JAKARTA,HELOINDONESIA.COM - Polisi menangkap 4 (empat) tersangka yang terlibat dalam jaringan peredaran Narkoba jenis tembakau sintetis, masing-masing berinisial R (27), R (26), W (28), dan M (21) serta menyita Barbuk (barang bukti) sekitar 995 gram.
"Modus jaringan pengedar barang haram itu, memasarkan tembakau sintetis lewat Medsos (media sosial) dengan cara mapping. Yakni, meletakkan barang pesanan di titik tertentu sesuai arahan pembeli," kata Kasubdit 1 Ditresnarkoba Polda Metro Jaya Kompol Indah Hartantiningrum kepada wartawan, pada Senin (3/8/2026) di Jakarta.
Pengungkapan bermula dari informasi masyarakat, terkait dugaan aktivitas peredaran tembakau sintetis di sebuah rumah kontrakan yang berada di kawasan pemukiman padat di wilayah Pasar Minggu, Jakarta Selatan.

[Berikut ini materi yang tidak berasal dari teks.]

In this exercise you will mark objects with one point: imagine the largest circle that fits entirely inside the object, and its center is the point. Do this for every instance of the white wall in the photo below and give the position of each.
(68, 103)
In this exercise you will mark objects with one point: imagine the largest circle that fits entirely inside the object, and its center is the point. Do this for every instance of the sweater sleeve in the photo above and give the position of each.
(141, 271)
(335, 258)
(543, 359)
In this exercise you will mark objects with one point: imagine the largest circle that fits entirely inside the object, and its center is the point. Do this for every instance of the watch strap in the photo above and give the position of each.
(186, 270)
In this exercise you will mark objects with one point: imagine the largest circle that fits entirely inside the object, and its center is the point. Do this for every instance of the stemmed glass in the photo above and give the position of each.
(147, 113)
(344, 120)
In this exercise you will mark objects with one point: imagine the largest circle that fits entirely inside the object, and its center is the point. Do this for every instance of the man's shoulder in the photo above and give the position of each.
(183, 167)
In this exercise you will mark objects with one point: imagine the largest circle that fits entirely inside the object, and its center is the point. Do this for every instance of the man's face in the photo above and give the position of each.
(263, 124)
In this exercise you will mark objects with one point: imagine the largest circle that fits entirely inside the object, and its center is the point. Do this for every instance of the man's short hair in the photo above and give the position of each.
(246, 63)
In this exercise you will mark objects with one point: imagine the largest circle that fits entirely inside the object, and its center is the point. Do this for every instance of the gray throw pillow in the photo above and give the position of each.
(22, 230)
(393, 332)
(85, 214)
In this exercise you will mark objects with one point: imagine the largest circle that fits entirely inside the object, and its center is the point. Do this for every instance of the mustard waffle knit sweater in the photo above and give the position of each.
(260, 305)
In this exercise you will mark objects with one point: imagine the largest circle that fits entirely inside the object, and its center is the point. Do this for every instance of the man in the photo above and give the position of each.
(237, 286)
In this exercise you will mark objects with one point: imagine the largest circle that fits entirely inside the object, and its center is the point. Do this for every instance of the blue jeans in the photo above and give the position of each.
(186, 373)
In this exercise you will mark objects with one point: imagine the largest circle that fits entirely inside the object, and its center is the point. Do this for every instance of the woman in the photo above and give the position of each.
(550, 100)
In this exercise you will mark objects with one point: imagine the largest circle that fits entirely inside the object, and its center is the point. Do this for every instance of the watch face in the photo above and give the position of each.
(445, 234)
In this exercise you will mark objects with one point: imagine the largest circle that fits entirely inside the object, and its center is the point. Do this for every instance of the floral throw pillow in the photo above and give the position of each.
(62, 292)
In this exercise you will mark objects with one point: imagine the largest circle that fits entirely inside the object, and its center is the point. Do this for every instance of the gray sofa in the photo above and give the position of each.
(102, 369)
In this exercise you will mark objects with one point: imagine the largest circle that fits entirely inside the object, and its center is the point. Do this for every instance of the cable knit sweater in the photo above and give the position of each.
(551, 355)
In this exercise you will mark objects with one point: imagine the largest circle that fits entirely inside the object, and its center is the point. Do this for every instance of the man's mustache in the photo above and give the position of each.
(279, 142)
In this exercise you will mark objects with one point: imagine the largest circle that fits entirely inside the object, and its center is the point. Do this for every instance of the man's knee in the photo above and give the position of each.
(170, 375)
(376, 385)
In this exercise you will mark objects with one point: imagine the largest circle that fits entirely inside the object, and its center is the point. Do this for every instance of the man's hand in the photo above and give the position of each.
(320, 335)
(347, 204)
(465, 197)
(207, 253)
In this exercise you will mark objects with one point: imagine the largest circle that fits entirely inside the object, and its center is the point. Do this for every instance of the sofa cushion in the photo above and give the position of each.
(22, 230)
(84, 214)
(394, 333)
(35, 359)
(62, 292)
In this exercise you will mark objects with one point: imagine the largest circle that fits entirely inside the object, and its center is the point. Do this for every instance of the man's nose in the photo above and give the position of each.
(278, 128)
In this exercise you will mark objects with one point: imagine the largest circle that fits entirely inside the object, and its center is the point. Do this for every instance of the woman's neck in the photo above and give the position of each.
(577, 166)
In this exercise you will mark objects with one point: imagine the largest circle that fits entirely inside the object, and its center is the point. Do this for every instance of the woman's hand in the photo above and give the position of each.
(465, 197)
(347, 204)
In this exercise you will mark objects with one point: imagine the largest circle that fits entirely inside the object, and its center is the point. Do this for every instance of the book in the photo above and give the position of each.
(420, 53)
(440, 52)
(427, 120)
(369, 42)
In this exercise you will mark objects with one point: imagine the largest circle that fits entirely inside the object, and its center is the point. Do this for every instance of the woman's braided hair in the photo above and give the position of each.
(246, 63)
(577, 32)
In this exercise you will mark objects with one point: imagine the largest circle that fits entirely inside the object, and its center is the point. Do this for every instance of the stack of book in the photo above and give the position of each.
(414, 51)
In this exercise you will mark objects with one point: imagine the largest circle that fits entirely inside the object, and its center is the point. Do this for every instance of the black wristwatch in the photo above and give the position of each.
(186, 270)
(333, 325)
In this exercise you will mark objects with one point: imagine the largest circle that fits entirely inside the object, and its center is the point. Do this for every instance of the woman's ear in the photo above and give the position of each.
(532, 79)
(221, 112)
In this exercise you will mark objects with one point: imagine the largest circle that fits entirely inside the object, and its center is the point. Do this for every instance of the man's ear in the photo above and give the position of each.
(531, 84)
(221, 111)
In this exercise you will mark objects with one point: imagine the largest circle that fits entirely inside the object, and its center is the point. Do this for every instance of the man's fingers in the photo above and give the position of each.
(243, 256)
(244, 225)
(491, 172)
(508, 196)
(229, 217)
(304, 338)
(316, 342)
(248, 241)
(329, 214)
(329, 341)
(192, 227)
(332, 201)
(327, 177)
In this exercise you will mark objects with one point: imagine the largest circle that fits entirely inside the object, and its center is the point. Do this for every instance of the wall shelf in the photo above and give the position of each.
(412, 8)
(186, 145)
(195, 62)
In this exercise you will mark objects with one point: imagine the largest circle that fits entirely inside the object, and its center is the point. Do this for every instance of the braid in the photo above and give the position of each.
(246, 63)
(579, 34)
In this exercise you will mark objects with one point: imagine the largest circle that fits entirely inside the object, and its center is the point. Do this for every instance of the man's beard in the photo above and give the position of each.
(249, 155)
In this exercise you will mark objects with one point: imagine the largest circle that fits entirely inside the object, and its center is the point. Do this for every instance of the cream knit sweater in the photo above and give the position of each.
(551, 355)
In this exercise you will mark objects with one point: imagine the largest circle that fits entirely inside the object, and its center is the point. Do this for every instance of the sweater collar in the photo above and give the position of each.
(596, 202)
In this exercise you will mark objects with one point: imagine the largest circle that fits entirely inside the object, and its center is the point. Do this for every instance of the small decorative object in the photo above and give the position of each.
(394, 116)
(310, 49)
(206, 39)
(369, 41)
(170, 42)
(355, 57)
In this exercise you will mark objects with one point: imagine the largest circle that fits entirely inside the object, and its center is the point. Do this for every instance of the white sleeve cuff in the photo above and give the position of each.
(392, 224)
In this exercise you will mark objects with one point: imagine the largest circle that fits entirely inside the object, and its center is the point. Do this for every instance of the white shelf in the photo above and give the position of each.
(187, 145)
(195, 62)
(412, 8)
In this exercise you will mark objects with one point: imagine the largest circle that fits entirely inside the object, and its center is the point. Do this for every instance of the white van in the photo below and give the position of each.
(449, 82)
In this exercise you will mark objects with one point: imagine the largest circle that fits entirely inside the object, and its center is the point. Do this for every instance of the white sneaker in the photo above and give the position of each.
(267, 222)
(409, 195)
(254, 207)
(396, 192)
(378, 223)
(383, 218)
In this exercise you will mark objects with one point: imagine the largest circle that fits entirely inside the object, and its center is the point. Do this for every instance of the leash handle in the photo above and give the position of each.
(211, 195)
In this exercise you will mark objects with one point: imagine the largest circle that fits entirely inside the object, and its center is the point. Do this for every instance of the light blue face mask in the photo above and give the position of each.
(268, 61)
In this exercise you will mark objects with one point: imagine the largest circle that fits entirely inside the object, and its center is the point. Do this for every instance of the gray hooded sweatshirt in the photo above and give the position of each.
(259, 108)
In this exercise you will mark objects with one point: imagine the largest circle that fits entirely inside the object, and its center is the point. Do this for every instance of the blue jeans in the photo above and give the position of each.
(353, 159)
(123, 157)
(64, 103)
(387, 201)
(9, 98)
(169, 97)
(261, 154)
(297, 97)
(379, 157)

Dari hasil penggeledahan terhadap R, petugas menemukan sejumlah paket tembakau sintetis yang disimpan di dalam tas selempang dan kantong plastik. Berdasarkan hasil pemeriksaan awal, pelaku mengaku barang tersebut dititipkan oleh W untuk didistribusikan kepada para pemesan.
Pengembangan penyelidikan kemudian mengarah kepada dua pelaku lainnya, yakni R dan M. Keempat pelaku diduga memiliki peran berbeda dalam jaringan tersebut, mulai dari pengendali distribusi hingga pembagian wilayah pemasaran di Jakarta Selatan dan Jakarta Timur.
Melalui investigasi digital, para pelaku memanfaatkan rumah kontrakan di kawasan padat penduduk untuk menyamarkan aktivitas penjualan hasil produksi.
"Selanjutnya tersangka dan barang bukti telah kami bawa, ke Ditresnarkoba Polda Metro Jaya guna kepentingan penyidikan lebih lanjut," ujar Kompol Indah.